Curfews are nothing new and are used fairly often, but in these uncertain times, there are some useful things to know.
One of the big things to note is that state and local governments have more power to issue curfews than the federal government. That's because police powers are mainly reserved for states, cities and counties. So, it would be difficult for the federal government to enact a nationwide curfew.
Hillsborough County's curfew is under what's known as an "emergency curfew." These are used most often during natural disasters, like hurricanes or blizzards, and during times of civil or political unrest.

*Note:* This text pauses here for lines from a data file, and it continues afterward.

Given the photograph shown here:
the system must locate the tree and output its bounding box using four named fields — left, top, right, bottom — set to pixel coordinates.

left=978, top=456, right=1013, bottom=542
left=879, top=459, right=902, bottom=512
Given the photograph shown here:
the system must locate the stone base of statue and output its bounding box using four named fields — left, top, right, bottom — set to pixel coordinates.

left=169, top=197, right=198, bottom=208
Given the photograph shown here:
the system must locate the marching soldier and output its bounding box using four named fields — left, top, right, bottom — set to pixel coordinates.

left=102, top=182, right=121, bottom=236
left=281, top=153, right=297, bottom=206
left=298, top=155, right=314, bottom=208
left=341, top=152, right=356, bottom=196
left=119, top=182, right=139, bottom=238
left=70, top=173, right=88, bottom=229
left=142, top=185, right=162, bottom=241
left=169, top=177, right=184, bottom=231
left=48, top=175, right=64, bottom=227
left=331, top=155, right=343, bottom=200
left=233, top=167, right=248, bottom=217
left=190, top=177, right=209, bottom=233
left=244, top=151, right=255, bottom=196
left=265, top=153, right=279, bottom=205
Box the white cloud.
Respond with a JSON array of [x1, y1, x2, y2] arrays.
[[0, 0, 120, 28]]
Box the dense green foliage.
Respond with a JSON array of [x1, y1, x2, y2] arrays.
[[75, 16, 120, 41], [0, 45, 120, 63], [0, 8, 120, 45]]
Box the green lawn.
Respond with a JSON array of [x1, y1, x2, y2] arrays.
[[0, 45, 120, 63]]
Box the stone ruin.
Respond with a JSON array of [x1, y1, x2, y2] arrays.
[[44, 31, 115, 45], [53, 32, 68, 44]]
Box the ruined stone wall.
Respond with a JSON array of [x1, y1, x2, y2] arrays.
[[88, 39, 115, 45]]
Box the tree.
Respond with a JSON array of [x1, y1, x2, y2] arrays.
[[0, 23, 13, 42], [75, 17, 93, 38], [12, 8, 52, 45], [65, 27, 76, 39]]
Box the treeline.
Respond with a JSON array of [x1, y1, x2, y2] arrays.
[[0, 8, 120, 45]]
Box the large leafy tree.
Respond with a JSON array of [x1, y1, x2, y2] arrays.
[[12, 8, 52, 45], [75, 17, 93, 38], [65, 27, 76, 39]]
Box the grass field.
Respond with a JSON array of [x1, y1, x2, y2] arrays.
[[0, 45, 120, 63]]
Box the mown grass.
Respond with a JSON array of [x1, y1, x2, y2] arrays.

Curfews were put in place during the unrest that followed the 2014 death of Michael Brown in Ferguson, Missouri, after Hurricane Katrina in New Orleans, and during protests at the 1999 World Trade Organization Summit in Seattle.
Emergency curfews are meant to help keep people safe and protect civil order, but they have a complicated history in the U.S.
Many curfews throughout history have been tied to racial unrest. Most notably during the Civil Rights Movement of the 1950s and '60s, but also during World War II. Curfews were placed on Japanese-Americans living on the West Coast, as well as all German, Italian and Japanese citizens living in the U.S. during the war.
Another type of curfew, which has been widely used across the country, is juvenile or youth curfews. These are meant to keep kids off the streets and out of trouble at night, but they have also been a source of controversy. Parents and activists have sued municipalities over their specific juvenile curfews, with some cases even reaching the Supreme Court.